Il pesce sequestrato dai carabinieri a Ronciglione

Il pesce sequestrato dai carabinieri a Ronciglione

Ronciglione – Pesca abusiva, sequestrati tre quintali di coregone.

Stanotte a due uomini, padre e figlio originari di Bolsena, rispettivamente di 57 e 27 anni, sono stati arrestati dai carabinieri del nucleo operativo e radiomobile della compagnia di Ronciglione per furto aggravato.

I due uomini, durante l’arco della notte sono andati sul lago di Vico, nell’area protetta e di ripopolamento ittico, e con una rete di un chilometro hanno pescato a strascico, riuscendo a portare via circa tre quintali di pesce coregone, dopodiché hanno lo caricato su un furgone e si sono allontanati verso casa.

A questo punto, sono stati fermati per un controllo dai militari che hanno subito capito cosa fosse accaduto e hanno fatto partire gli accertamenti con l’unico concessionario autorizzato alla pesca nella riserva naturale, che ha immediatamente permesso di smascherare i due che alla fine non hanno potuto far altro che ammettere cosa fosse successo.

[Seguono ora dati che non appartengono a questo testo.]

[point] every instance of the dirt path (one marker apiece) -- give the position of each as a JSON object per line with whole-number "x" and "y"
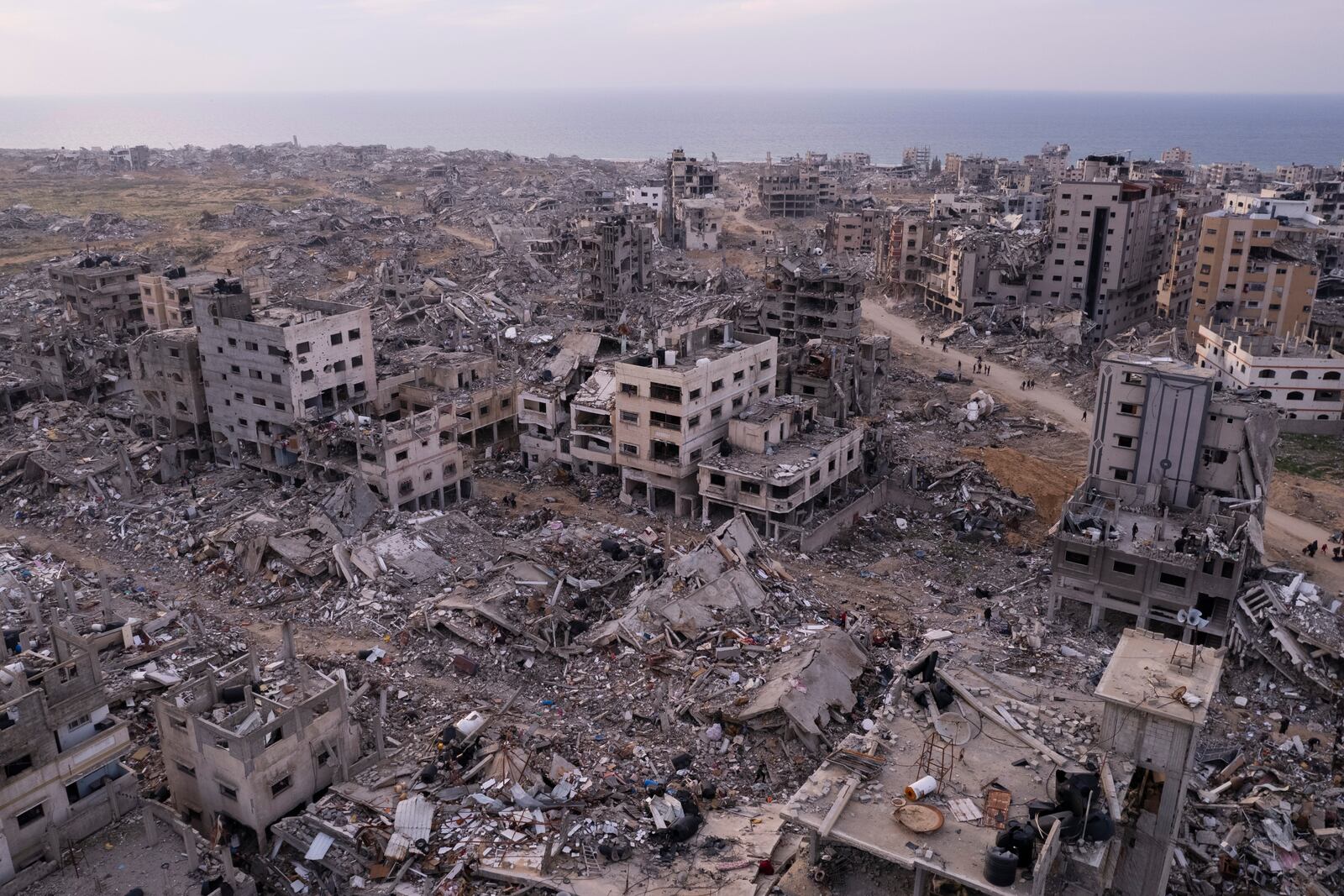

I due pescatori sono stati quindi arrestati e messi a disposizione dell’autorità giudiziaria di Viterbo. Il pescato, del valore complessivo di circa duemila euro è stato affidato in custodia giudiziaria allo stesso concessionario, mentre la lunghissima rete e il furgone, anch’essi sequestrati, sono stati affidati a un deposito giudiziario della zona.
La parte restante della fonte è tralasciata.